The style of the abstract expressionists doesn't lend itself well to printmaking; making prints, after all, typically relies on reproduction, a very non-spontaneous process. In fact, Motherwell is the only first-generation abstract expressionist to have created a sizeable body of prints. Though he was better known for his paintings, printmaking was a principal vehicle for the artist, especially later in his career. He created more than 400 print editions, executing them at some of the country's finest workshops, as well as on the etching press he kept in his New York studio.
The prints on display at Robischon are mostly from the 1970s and 1980s and showcase a number of currents in Motherwell's oeuvre. "Summer Light Series: Pauillac #1," a lithograph with collage and embossing from 1973, is a print of the type Motherwell made famous in the 1960s.
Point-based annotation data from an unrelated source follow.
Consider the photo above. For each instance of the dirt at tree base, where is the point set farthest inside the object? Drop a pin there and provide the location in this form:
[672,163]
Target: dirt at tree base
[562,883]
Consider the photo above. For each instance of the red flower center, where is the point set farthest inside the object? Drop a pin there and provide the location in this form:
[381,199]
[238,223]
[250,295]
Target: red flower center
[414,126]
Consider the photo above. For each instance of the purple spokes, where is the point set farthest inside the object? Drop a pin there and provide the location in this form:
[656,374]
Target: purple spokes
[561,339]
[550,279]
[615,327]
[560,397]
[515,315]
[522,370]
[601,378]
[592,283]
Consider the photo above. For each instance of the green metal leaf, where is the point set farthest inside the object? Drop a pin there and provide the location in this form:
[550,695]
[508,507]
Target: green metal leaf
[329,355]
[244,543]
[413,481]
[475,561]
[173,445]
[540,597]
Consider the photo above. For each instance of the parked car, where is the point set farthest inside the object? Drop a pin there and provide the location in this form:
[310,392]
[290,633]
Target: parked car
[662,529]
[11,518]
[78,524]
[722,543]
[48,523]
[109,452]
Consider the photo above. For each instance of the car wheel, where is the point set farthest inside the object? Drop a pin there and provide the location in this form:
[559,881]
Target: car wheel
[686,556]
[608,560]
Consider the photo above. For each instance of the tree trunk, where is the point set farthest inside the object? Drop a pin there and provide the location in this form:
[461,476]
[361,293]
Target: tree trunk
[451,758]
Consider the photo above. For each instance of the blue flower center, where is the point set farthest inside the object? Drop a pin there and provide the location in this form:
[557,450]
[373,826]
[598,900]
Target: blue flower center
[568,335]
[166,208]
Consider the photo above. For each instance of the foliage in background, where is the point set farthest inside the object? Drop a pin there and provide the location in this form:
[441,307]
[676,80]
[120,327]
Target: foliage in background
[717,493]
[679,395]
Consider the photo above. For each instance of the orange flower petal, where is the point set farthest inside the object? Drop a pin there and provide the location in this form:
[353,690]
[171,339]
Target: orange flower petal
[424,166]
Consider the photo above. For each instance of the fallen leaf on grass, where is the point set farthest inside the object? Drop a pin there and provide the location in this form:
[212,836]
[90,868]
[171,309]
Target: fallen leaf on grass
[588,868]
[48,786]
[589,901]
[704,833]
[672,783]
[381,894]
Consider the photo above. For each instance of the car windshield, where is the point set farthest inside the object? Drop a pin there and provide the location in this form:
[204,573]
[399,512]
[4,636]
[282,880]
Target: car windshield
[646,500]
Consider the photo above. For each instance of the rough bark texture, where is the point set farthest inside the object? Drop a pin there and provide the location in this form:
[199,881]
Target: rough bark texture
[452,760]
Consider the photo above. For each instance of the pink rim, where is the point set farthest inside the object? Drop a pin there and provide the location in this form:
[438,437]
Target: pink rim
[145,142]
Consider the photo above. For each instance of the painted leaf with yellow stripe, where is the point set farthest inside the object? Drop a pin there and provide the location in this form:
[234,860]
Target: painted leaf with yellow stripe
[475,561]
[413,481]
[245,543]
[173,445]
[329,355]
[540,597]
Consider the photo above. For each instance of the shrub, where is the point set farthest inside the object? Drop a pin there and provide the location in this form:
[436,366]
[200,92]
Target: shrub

Bold geometric shapes--a rectangle, some bars and a circle--are laid out in a loose relationship. The white rag-base paper has been marked with black, light brown and the distinctive dusty blue that's sometimes called "Motherwell blue." The circle, which occupies the top center of the picture, surrounds like a halo a torn Chateau Latour wine label. The label isn't the only collage element; the light-brown field that suggests the broken rectangle is made up of several cut pieces of drawing paper.
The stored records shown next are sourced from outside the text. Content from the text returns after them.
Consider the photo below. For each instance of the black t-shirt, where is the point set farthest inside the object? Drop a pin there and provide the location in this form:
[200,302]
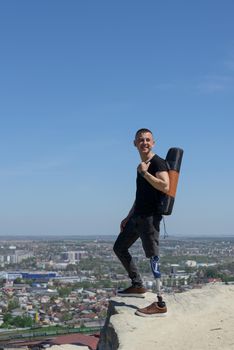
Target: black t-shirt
[148,199]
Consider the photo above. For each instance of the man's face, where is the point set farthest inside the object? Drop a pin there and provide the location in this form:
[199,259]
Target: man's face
[144,142]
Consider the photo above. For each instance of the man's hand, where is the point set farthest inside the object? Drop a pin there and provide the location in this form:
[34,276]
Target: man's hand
[143,167]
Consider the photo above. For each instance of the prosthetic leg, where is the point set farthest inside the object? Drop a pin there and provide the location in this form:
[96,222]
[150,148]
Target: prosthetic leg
[154,263]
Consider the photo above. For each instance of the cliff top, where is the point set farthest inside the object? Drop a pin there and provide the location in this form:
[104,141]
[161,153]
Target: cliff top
[199,319]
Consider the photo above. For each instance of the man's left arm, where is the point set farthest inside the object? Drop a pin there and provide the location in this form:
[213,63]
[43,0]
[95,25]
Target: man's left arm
[160,181]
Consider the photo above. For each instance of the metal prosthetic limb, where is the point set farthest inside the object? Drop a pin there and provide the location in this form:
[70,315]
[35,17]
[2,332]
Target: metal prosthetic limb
[154,263]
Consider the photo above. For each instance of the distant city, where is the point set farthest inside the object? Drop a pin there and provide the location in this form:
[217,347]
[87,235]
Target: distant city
[67,282]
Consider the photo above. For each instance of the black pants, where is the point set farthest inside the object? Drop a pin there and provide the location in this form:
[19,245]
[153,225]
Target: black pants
[145,227]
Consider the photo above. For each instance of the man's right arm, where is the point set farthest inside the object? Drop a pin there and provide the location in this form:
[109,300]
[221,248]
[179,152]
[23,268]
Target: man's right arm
[124,221]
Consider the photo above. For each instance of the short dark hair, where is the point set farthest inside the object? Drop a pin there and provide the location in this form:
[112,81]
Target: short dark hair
[141,131]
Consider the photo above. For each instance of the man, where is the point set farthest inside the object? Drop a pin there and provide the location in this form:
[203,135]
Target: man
[143,221]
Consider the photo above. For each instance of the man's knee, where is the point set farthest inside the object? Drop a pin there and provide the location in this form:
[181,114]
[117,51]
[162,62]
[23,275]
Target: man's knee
[116,248]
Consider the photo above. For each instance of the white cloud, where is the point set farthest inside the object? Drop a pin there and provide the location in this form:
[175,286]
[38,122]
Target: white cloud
[212,84]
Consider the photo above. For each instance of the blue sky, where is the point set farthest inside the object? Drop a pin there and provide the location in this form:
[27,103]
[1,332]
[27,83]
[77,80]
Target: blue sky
[78,78]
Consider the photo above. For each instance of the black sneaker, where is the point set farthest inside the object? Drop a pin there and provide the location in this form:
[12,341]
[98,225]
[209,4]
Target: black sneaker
[133,291]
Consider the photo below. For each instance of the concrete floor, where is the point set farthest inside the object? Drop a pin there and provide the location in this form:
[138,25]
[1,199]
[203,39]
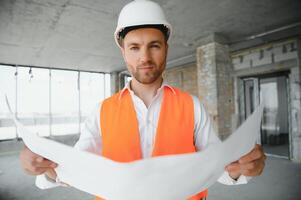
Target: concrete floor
[280,180]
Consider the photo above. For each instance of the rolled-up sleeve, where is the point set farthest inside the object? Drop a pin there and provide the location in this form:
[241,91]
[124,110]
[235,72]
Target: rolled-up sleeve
[204,136]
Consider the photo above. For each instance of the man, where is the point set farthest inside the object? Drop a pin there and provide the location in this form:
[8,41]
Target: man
[148,117]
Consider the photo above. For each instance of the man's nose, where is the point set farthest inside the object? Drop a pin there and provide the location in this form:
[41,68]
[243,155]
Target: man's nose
[145,56]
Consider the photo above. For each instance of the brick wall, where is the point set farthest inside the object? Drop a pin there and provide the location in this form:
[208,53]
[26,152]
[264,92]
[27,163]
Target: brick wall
[183,77]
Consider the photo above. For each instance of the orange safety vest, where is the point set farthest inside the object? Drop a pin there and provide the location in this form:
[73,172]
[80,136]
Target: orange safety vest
[175,131]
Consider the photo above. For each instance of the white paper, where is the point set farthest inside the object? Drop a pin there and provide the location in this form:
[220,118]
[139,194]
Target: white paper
[165,177]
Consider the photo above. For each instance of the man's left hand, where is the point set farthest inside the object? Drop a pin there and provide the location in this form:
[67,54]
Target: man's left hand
[251,164]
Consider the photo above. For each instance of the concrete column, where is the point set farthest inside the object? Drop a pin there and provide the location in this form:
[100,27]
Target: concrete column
[215,83]
[295,88]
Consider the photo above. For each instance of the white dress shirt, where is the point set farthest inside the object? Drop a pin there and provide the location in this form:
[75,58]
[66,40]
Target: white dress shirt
[90,138]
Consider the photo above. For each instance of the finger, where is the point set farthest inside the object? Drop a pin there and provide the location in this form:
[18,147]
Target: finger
[233,167]
[36,170]
[43,162]
[255,154]
[254,171]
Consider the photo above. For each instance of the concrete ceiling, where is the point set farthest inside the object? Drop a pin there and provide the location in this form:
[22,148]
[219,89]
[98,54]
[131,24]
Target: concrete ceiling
[77,34]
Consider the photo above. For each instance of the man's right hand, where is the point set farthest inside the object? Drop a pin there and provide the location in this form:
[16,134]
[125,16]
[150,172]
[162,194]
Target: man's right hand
[34,164]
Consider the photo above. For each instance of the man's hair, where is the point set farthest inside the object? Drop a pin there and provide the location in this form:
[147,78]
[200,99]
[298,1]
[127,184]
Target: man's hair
[160,27]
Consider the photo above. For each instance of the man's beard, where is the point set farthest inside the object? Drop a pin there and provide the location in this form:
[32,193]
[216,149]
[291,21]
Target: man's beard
[149,76]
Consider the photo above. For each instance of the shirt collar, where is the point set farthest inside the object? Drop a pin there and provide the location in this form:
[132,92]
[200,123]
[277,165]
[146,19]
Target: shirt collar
[127,87]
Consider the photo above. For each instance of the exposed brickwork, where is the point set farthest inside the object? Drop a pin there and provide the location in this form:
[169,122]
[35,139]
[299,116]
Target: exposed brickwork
[215,85]
[183,77]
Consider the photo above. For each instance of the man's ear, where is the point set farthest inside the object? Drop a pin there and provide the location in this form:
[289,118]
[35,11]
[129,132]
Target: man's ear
[122,51]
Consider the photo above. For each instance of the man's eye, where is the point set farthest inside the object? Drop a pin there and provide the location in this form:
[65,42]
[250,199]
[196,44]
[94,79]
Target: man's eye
[155,46]
[134,48]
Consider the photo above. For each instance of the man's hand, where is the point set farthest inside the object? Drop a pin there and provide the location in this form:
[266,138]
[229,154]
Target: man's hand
[251,164]
[34,164]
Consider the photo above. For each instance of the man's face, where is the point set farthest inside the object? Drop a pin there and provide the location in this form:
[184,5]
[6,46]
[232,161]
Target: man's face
[144,51]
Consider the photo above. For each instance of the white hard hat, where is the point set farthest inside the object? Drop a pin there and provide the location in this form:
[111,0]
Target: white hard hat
[139,13]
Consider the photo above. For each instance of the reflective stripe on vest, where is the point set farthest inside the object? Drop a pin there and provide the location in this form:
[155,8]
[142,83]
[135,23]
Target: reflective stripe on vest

Motherwell often incorporated labels or other pre-printed pieces of paper into his prints. These found objects were typically European in origin, often from France, and they recalled the early-twentieth-century work of School of Paris artists like Picasso. Alone among the core abstract expressionists, Motherwell directly acknowledged the ideas he borrowed from Paris, and he's often seen as the most European-influenced member of a very American movement.
But French wasn't Motherwell's only foreign language. In the 1975 lithograph and silkscreen "Hermitage," what appears to be a yellow-and-black Russian vodka label is actually a photographic reproduction placed in the corner of a deep-red printed field. The same technique is seen in "St. Michel (State 1)," a 1975-79 lithograph in which a photo of a Belgian cigarette pack has been blown up through the reproductive process.
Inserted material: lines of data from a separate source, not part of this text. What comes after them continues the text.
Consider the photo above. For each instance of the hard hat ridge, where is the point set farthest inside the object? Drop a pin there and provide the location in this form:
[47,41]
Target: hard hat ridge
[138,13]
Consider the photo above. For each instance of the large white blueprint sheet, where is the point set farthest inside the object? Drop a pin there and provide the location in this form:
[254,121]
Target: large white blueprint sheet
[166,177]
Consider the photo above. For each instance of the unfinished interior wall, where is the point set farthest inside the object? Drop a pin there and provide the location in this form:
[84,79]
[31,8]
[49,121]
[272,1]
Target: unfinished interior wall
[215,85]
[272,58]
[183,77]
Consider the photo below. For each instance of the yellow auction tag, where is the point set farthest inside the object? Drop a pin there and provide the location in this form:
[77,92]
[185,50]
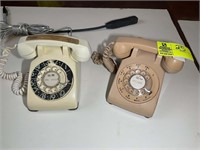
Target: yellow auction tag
[173,49]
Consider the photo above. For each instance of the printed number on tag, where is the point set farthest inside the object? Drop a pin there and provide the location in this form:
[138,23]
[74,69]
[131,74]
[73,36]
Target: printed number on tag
[173,49]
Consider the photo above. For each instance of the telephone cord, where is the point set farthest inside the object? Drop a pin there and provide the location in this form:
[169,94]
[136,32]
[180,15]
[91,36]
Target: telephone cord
[105,58]
[19,86]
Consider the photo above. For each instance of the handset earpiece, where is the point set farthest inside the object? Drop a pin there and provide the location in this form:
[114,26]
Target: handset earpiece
[171,65]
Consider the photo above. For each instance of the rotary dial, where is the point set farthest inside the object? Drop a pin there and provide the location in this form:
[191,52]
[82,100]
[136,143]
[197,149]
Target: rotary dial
[137,83]
[51,79]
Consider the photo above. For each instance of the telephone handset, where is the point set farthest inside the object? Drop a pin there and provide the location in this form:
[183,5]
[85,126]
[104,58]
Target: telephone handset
[53,80]
[137,83]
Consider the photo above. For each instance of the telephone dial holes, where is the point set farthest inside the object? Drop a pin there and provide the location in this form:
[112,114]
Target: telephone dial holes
[143,73]
[137,81]
[47,68]
[140,82]
[51,79]
[137,71]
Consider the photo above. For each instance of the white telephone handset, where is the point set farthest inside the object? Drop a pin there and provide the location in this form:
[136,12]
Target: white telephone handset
[53,76]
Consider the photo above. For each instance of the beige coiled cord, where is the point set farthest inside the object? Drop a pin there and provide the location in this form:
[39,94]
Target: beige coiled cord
[19,86]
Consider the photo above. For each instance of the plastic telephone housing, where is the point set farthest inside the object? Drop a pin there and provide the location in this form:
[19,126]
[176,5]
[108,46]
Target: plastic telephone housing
[53,81]
[80,48]
[138,81]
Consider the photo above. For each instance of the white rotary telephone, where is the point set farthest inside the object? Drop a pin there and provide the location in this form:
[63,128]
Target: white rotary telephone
[53,79]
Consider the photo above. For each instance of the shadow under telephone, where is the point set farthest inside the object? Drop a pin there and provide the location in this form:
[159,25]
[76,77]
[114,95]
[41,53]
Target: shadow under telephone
[52,81]
[138,80]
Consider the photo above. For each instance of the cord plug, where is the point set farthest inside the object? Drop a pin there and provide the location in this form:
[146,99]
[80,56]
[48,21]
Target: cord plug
[121,22]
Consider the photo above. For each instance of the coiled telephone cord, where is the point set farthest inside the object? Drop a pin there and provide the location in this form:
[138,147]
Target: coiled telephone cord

Motherwell's interest in cigarette packs and wine labels reflects not only his interest in smoking and drinking, but also his pursuit of geometric abstraction. The labels and logos, often placed against strikingly spare backgrounds, are reminders that during his long career he created abstract-expressionist works that paid homage to the expressionists' New York School heirs, the minimalists. For instance, in "Mexican Night II," a 1984 etching and aquatint, black spattered expressionist lines are used to enclose a minimalist geometric arrangement done in red and white.
Of course, Motherwell never abandoned abstract expressionism; at the same time he was tipping his hat to minimalism, he continued to address the concerns of his signature style. Two strong examples are "Gesture II (State I)" and "Gesture III," a pair of etchings and aquatints from 1976-77 that call to mind Motherwell's great gestural paintings of the 1950s and '60s, like the DAM's "Africa, No. 2." In "Gesture II," a brown field of aquatint subtly sets off a drippy black line in etching; "Gesture III" lays an airy tangle of black squiggles across a field of Motherwell blue. Both are among the smaller prints included at Robischon, but they're two of the finest in the show.